The most expensive 1951-S Dime sold nearly two decades ago for $6,037. And while its listing fails to specify whether it had Full Bands or not, we can confirm that it was graded MS68 by PCGS.

1951 Dime: Common Errors

In 1951, shortcuts were taken in order to meet mintage targets, and we got some interesting error coins. Below are the common errors that plagued the 1951 Dime:

1951-D/D Repunched Mint Marks (RPM)

1951-DD 10C RPM FS-501

Quite a few 1951-D Dimes left the Denver Mint with Repunched Mints Marks (RPM). This a practice where they punch a mint mark over an existing mint mark. And because a “D” mint mark was being struck over another “D” mint mark, we call the emerging coins “D over D,” or simply D/D.

In uncirculated condition, 1951-D/D Dimes are worth between $5 and $21. The regular strikes will be fairly common between the MS60 and MS67 conditions. They are worth between $26 and $250.

1951-D/D Dimes are more desirable with Full Bands, and they are worth more. Their values typically range from $28 to $450.

Coin Condition Estimated Value
Regular Strike Full Bands
Good (G4) $5
Very Good (VG8) $6
Fine (F12) $8
Very Fine (VF20) $10
Extremely Fine (XF40) $15
About Uncirculated (AU50) $20
About Uncirculated (AU58) $20
Uncirculated (MS60) $26 $28
Uncirculated (MS64) $50 $65
Brilliant Uncirculated (MS65) $70 $75
Brilliant Uncirculated (MS67) $250 $450

1951 Dime Wrong Planchet Errors

1951 dime Wrong Planchet Error

It’s not uncommon for coin planchets to get mixed up. Remember, these facilities make all sorts of coins. The coin in the image comes from an eBay seller, there’s a 1951-D Dime that was struck on a bronze penny planchet.

Since the penny’s planchet is slightly larger than the dime’s, this copper dime appears to have a thick rim around its edges. The owner of this coin is asking for $20,000, an unreasonable ask, in my opinion.

Another penny was struck on what ANACS describes as a thin planchet. The coin only weighs 2.23 grams and is in AU58 condition. This coin sold in 2004 for $9.

1951 Dime Off-Center Strike Error

1951 Dime Off-Center Strikes error

These errors usually arise from faulty collars, causing the planchet to be struck while out of alignment with the die. The value of a 1951 Dime Struck Off-Center depends on the severity of the error and the coin’s condition.

In 2007, an MS60-graded dime struck 80% Off-center sold for $69. Two years later, a better-graded (MS62) dime struck 50% off-center sold for $322. In recent times, a 1951 Dime struck 65% off-center sold for $372. This coin was graded MS63 by NGC.

Final Thoughts

A 1951 Dime can serve as a bullion as well as a collectible coin.
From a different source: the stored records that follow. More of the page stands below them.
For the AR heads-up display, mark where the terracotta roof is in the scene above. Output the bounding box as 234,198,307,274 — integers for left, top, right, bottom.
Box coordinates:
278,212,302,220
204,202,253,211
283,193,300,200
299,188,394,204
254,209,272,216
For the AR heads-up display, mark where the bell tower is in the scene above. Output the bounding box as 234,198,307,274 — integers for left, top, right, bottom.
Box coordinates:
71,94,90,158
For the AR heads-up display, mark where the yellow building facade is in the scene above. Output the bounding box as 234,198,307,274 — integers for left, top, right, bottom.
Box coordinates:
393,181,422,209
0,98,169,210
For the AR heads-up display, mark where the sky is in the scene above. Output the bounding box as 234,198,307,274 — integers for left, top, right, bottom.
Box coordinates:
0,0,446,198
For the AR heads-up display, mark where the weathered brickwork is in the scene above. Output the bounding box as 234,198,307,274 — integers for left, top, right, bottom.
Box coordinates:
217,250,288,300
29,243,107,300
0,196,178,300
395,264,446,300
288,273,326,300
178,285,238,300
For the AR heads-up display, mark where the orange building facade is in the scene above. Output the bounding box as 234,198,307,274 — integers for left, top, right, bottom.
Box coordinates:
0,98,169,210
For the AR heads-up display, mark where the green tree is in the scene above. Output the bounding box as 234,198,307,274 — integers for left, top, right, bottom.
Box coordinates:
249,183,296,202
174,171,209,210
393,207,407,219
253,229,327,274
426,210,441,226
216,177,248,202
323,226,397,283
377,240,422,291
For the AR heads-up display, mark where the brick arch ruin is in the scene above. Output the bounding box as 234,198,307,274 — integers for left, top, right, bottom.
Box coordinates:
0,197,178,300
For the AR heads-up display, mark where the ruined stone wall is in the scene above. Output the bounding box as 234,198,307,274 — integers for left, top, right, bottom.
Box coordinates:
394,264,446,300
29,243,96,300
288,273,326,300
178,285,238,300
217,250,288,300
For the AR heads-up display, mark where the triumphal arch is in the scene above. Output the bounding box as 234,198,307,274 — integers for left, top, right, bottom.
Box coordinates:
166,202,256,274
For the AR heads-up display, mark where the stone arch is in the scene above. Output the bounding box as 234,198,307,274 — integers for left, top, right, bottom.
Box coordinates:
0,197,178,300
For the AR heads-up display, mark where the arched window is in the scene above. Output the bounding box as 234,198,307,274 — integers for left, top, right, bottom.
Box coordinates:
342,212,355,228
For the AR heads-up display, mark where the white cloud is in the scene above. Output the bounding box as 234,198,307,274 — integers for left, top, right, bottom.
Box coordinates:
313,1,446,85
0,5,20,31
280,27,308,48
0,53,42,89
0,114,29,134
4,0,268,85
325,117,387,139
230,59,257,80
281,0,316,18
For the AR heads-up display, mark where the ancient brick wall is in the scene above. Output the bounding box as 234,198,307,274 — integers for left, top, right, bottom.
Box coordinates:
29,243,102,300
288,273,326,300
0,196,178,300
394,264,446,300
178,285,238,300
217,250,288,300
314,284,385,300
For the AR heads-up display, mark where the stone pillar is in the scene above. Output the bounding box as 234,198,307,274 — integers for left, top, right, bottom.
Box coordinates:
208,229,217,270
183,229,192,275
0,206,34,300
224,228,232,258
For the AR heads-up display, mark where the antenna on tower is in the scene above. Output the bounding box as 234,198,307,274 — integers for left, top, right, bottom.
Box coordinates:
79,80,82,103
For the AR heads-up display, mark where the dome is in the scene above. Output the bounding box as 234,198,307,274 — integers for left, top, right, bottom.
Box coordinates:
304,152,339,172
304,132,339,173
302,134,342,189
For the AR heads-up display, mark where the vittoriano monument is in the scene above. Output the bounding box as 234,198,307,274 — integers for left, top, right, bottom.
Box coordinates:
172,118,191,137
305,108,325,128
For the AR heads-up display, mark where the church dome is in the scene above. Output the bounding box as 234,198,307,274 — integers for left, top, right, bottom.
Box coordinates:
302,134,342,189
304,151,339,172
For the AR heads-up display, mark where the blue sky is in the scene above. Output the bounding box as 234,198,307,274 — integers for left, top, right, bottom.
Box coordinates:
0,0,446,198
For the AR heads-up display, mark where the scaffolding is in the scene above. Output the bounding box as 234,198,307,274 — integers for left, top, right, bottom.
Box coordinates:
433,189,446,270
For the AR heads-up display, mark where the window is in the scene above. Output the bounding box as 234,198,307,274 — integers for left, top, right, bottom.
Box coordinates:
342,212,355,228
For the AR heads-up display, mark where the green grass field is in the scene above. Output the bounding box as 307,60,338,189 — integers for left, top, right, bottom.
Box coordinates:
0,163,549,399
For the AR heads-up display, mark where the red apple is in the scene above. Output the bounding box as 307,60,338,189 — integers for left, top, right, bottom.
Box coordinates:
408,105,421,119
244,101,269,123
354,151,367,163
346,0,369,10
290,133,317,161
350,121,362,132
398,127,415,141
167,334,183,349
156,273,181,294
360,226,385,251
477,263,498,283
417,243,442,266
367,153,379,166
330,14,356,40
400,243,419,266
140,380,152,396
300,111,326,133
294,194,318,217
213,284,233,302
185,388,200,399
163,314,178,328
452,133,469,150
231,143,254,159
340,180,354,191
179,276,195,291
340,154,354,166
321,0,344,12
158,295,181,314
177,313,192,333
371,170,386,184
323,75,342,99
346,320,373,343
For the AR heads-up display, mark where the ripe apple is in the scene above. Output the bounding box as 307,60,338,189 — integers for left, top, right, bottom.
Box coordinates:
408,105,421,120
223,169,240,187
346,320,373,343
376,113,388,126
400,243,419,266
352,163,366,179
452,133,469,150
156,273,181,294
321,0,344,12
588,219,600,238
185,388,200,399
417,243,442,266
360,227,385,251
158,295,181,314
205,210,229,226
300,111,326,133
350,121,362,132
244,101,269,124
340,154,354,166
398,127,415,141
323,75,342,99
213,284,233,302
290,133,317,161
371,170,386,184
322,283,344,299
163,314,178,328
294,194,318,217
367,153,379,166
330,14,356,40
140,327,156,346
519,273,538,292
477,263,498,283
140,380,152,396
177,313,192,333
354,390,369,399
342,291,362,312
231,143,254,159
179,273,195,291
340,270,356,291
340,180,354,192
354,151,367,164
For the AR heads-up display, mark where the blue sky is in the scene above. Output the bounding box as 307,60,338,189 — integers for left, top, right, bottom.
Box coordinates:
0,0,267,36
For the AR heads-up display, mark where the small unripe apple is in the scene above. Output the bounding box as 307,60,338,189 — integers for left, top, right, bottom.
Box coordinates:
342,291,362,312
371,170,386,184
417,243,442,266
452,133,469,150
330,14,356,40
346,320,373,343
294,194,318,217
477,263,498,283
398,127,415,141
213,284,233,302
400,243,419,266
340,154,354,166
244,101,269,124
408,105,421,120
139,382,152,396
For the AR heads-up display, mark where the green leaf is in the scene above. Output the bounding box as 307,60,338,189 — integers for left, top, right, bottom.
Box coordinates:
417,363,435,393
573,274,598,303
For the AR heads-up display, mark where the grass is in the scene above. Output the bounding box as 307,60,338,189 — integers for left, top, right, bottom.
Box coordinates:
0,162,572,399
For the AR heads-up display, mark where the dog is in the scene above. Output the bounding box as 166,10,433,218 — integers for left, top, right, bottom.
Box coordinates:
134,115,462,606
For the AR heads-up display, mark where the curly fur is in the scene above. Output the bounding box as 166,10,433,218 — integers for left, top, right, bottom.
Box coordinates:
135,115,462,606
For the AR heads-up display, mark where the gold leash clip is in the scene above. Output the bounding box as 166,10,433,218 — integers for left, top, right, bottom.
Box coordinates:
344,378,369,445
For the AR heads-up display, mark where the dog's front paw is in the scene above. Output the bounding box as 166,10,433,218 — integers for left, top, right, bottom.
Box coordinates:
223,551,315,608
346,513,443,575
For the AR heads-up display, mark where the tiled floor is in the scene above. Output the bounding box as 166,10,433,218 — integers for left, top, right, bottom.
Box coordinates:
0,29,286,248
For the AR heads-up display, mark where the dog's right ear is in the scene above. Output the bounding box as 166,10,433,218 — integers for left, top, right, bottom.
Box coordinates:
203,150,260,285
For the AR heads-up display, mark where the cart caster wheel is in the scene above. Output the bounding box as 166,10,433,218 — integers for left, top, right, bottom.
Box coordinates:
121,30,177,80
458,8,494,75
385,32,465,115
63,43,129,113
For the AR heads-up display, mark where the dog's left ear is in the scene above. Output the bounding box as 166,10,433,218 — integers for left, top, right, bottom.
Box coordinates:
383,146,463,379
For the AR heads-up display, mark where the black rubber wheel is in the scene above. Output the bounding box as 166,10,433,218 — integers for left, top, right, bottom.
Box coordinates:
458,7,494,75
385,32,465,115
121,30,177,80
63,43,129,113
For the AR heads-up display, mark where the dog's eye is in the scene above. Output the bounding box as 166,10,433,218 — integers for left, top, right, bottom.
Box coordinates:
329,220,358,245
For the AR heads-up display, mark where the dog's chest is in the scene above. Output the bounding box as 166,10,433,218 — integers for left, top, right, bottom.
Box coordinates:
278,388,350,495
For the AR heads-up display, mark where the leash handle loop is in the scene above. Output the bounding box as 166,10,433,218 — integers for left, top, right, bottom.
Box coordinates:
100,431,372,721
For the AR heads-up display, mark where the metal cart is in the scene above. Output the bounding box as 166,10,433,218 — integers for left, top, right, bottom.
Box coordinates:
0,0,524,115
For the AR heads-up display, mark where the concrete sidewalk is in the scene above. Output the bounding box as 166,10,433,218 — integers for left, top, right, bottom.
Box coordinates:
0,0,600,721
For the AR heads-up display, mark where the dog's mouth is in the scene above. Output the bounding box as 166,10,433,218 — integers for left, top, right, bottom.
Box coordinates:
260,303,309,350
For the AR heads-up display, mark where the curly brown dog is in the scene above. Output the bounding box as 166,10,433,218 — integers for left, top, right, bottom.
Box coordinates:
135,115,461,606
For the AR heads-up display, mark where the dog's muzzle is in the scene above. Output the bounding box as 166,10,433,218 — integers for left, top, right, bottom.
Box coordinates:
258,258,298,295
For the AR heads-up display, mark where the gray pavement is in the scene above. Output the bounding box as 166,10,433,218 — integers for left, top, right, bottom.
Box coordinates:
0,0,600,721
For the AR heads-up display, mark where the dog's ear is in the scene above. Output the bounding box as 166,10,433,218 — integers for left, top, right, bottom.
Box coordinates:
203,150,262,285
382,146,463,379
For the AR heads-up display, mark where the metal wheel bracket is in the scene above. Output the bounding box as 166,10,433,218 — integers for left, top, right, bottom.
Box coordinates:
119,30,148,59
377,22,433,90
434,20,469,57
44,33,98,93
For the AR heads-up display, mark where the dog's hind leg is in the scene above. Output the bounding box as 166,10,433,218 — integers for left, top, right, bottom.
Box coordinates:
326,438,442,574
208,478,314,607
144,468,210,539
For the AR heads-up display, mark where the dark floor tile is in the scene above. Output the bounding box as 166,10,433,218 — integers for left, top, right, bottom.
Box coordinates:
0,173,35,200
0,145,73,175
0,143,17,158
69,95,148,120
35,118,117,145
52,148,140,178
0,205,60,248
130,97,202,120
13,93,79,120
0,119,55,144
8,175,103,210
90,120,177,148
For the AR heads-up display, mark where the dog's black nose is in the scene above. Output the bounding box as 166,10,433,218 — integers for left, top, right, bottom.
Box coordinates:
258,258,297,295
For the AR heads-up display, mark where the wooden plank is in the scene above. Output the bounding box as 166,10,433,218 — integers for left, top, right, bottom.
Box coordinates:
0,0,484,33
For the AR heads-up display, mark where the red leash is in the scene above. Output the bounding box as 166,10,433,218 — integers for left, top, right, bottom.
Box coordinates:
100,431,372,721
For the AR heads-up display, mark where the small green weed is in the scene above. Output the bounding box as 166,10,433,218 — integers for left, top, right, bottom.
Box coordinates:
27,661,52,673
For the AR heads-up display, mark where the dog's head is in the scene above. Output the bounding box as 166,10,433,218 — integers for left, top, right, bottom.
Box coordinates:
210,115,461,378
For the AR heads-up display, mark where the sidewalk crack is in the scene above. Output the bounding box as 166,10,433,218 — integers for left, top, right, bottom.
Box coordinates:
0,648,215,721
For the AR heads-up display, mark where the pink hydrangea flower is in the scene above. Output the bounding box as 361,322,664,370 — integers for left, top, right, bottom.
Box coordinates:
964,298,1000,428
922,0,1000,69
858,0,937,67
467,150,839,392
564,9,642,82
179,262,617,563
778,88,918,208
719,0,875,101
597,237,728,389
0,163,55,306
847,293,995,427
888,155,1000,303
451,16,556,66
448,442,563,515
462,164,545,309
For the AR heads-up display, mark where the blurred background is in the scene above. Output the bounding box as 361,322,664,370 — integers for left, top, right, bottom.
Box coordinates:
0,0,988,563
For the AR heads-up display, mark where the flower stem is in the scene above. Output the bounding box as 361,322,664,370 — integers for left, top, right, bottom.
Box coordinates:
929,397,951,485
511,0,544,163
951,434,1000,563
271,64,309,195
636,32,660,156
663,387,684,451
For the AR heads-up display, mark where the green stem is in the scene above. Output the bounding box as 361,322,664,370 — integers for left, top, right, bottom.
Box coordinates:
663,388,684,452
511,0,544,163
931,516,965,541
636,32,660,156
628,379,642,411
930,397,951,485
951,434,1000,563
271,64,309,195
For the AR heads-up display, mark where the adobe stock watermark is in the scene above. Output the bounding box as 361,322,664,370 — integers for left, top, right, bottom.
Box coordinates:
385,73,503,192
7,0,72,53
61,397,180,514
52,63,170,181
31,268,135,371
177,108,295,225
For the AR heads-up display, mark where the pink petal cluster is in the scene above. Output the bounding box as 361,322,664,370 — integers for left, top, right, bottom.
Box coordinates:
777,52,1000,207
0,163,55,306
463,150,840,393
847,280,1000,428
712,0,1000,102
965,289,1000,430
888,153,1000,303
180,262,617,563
The coin contains silver and can work as a storage for your wealth. As a collectible coin, you can acquire better-looking examples in uncirculated condition for as low as $4.90. It also has many valuable varieties and error coins. And since the secret is already out on proof coins, I would focus my attention on 1951-D/D Dimes.